Revenons sur le passage de Dan Bejar avec son groupe Destroyer, en toute discrétion, au Trabendo, à deux pas d’un Zénith complet pour réécouter un Massive Attack sans actualité discographique. Et c’est dommage : avec sa musique parfois baroque, l’artiste canadien est porteur d’une ambition trop rare dans la pop contemporaine, et ce, depuis trois décennies.
Choc des cultures et des ambiances en ce lundi soir – estival – de Pentecôte au Parc de la Villette : Massive Attack remettent le couvert dans un Zénith complet après une prestation à Rock en Seine l’an passé, et Dan Bejar – alias Destroyer – se produit dans un Trabendo seulement rempli aux deux tiers…
L’artiste canadien joue dans le cadre de la tournée supportant son seizième album, Dan’s Boogie, sorti en mars, et ponctuant quasiment trente ans de carrière. Accompagné d’un groupe pléthorique, Dan Bejar a pu donner de sa personne à sa façon, légèrement déconstruite, disons « alternative ». Avec des airs gainsbourgiens, l’homme ne donne pas nécessairement le sentiment le respirer le bonheur sur scène, s’accroupissant régulièrement et disparaissant des regards, se plongeant parfois dans les paroles écrites des chansons, et limitant les interactions avec son public au strict minimum (la première intervenant après la moitié du set !), mais sans qu’on lui en tienne trop rigueur au final. En effet, à son crédit : de très belles chansons, complexes et richement arrangées, et pop à la fois, sur lesquelles plane la voix, un poil nasillarde, de Bejar, reconnaissable entre mille. Une ambition qui reste trop rare, et qui a été honorée par son groupe, furibard, et le son (peut-être trop fort) du Trabendo.
Ce soir, Destroyer avait en effet mis les moyens, humains et matériels, évoluant en septuor soudé et puissant, composé uniquement de mâles quadra ou quinquagénaires : autour du chanteur officient sur cette tournée Ted Bois (claviers), Nicolas Bragg (guitare lead), David Carswell (guitare), John Collins (basse) et Joshua Wells (batterie, percussions), et J. P. Carter… Véritable héros de la soirée pour le public du Trabendo, ce dernier, trompettiste habituel du groupe, fut très actif et donna un grand nombre de soli, confirmant le choix clair de Bejar en la matière pour le live, là où environ « un quart » (selon ChatGPT !) des chansons de Destroyer comportent de la trompette.
Concernant la set-list, Dan’s Boogie fut évidemment à l’honneur, avec 5 des 14 morceaux joués ce soir, dont la très jolie Bologna, en duo avec Fiver, chanteuse qui avait assuré sa première partie et que l’on pouvait ensuite retrouver tout sourire au stand merchandising, et le tubesque Hydroplaning Off the Edge of the World (entamé par des « Papapapapa » appuyés).
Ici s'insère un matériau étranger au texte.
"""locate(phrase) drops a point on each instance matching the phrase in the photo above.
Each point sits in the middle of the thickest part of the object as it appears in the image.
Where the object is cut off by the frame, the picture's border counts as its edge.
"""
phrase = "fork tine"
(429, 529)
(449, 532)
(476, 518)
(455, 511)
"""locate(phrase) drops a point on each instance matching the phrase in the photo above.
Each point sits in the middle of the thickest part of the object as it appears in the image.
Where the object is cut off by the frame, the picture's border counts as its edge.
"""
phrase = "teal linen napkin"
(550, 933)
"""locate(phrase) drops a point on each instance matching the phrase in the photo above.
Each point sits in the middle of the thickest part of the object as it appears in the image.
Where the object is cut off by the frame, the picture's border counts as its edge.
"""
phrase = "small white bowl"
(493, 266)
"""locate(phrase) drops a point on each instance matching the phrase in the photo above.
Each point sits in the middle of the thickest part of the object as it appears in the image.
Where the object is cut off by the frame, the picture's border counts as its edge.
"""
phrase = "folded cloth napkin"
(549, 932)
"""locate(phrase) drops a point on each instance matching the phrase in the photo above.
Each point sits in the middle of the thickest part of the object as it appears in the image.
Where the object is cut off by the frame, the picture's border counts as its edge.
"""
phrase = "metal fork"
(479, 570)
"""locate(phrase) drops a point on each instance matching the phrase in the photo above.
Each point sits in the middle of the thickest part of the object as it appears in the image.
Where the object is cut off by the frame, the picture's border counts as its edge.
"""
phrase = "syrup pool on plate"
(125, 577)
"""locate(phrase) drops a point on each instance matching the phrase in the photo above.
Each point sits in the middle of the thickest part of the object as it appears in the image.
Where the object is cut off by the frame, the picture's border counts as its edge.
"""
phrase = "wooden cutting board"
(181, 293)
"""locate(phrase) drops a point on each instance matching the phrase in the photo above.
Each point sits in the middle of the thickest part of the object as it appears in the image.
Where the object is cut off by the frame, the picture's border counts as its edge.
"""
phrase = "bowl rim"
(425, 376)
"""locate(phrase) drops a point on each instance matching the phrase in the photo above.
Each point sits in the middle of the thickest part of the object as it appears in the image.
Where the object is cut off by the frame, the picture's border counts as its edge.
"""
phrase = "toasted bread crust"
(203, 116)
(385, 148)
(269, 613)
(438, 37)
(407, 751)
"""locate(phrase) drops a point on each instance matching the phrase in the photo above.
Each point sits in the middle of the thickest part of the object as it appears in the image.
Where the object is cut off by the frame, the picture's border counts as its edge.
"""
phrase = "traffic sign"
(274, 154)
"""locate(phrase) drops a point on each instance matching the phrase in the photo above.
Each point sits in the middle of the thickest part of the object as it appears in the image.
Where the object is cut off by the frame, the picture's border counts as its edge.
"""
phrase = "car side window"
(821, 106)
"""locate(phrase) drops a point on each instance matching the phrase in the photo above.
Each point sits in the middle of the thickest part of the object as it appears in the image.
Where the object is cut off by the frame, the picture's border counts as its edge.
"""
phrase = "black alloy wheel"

Les 9 autres morceaux piochaient dans les albums précédents, jusque Kaputt (2011), faisant une exception pour une très dense interprétation d’European Oils, issu de Destroyer’s Rubies (2006). Mais la set-list piochait surtout logiquement dans les albums où la trompette est très présente, notamment son incunable, l’album Poison Season, avec Times Square (peut-être sa plus belle chanson ?) et The River, magnifique mid-tempo, interprétées impeccablement toutes deux, ainsi que Kaputt (2011).
Extraits de ce dernier album, Suicide Demo for Kara Walker et Cataract, en unique rappel, ont clôturé le set, puis le concert lui-même, au bout d’1h15 rondement menée, élégante, électrisante et efficace. La musique de Glen Branca nous raccompagnait vers le métro Porte de Pantin, comme un manifeste bruitiste, mais un peu pop aussi, inattendu.